Il y a de nombreux facteurs parmi lesquels on peut citer les pesanteurs sociologiques, c’est-à-dire les mentalités, les stéréotypes, les croyances qui freinent à la fois l’engagement politique des femmes et leurs possibilités d’être élues et d’accéder aux instances décisionnelles ; les contraintes socio-économiques comme la pauvreté, en particulier féminine, l’analphabétisme des femmes, leurs responsabilités sociales, entre autres.
Mais vous savez, très souvent, le manque de formation des femmes peut être mis en avant pour justifier leur sous-représentativité. Mais, au-delà de la simple question des compétences, cette situation est le résultat des inégalités qui structurent les relations de genre dans tous les domaines, y compris les lieux d’exercice du pouvoir, et qui freinent la jouissance effective, par les femmes, de leurs droits en tant que citoyennes.
Elles constituent 51 % de l’électorat, on dit même que ce sont les femmes qui élisent. Pourquoi les candidates ont du mal à passer ?
Comme je le disais tout à l’heure, les femmes rencontrent encore de nombreuses résistances à la fois structurelles et conjoncturelles pour accéder aux positions leur permettant d’être élues, et quand elles le sont, elles sont souvent confrontées au plafond de verre qui limite leurs possibilités de progresser.
Une femme a-t-elle la chance de devenir présidente, dans un futur proche ?
Pourquoi pas ? Je ne suis pas devineresse. Le Sénégal a déjà eu 2 femmes au poste de Premier ministre. Parallèlement, des femmes ont été candidates au poste de président de la République. Mais, malheureusement, jusqu’à maintenant, aucun grand parti, en mesure de gagner les élections, n’a investi une femme.

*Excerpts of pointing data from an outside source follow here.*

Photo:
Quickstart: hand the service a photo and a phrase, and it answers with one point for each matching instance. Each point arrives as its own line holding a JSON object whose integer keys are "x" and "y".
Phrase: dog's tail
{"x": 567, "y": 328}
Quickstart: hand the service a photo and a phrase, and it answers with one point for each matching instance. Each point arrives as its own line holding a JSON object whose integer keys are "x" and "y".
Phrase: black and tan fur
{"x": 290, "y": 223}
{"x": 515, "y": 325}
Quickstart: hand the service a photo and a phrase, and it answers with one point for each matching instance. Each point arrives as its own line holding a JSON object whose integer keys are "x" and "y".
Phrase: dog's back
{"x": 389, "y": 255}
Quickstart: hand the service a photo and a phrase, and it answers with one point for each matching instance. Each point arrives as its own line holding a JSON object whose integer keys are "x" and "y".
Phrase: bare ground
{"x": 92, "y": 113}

Comment faire pour changer la donne ?
Vous savez, les femmes ne demandent pas de la charité. Elles veulent juste que l’égalité des droits déjà consacrée par la Constitution sénégalaises soit respectée et appliquée. Mais il faut aussi renforcer le leadership des femmes par leur autonomisation à la fois économique, politique, sociale et légale. Elles seront ainsi davantage outillées pour revendiquer leurs droits, mais aussi être à la hauteur des responsabilités qui leur seront confiées. Le préalable, c’est d’éduquer davantage les filles, femmes de demain, et leur donner les mêmes chances que les garçons de réussir. La loi sur la parité, si elle est appliquée, favorise la candidature et l’élection des femmes. Mais elle ne suffit pas, à elle-seule, pour changer les choses. Un travail pédagogique de communication sur ce qu’est la loi sur la parité devrait être fait pour une meilleure adhésion de tous. Car beaucoup font la confusion entre la lutte pour les droits des femmes et la guerre des sexes.